Web 2.0: Are you observing or participating?

Yesterday I listened to a philosophy podcast at the gym; it was an interview with William A. Drumin, a professor at King’s College in Pennsylvania. Drumin co-authored a book, Hitchcock and Philosophy: Dial M for Metaphysics that looks at the philosophy behind Hitchock’s films. During the interview they discussed the film, Rear Window a classic 1954 Hitchock film about a photographer who broke his leg and has to spend a few weeks at home. He spends everyday sitting at his window looking at the lives of his neighbours, always being a spectator and not a participant. 

This got me thinking about people interact with Web 2.0 technologies. From my perspective the web has evolved for us not to be observers, but active participants. I notice though that I along with my friends easily get caught up just observing through the web. It’s really easy to just get lost in watching people’s lives (especially when there are so many Facebook and Flickr albums out there!) and not to actually take advantage of the technology to meaningfully engage in conversations with others and to have the chance to express yourselves in ways that you didn’t previously.

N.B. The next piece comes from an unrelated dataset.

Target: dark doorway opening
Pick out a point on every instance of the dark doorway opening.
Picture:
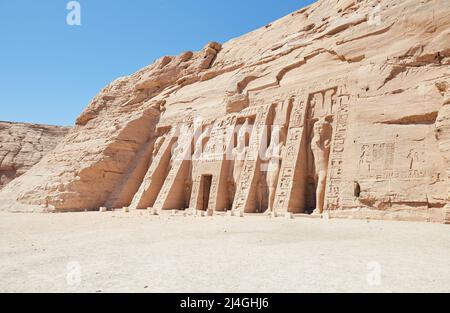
(205, 186)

I think the great thing about Web 2.0 is that it really allows people a chance to get to show many more parts of themselves that others wouldn’t see. This is one of the best descriptions I’ve seen of the power of Twitter enabling you to see and share parts of your lives that previously others couldn’t see. 

Point being, don’t just be an observer. Technology is just there to help us enhance how we express ourselves and create meaning and value with others. So why not participate?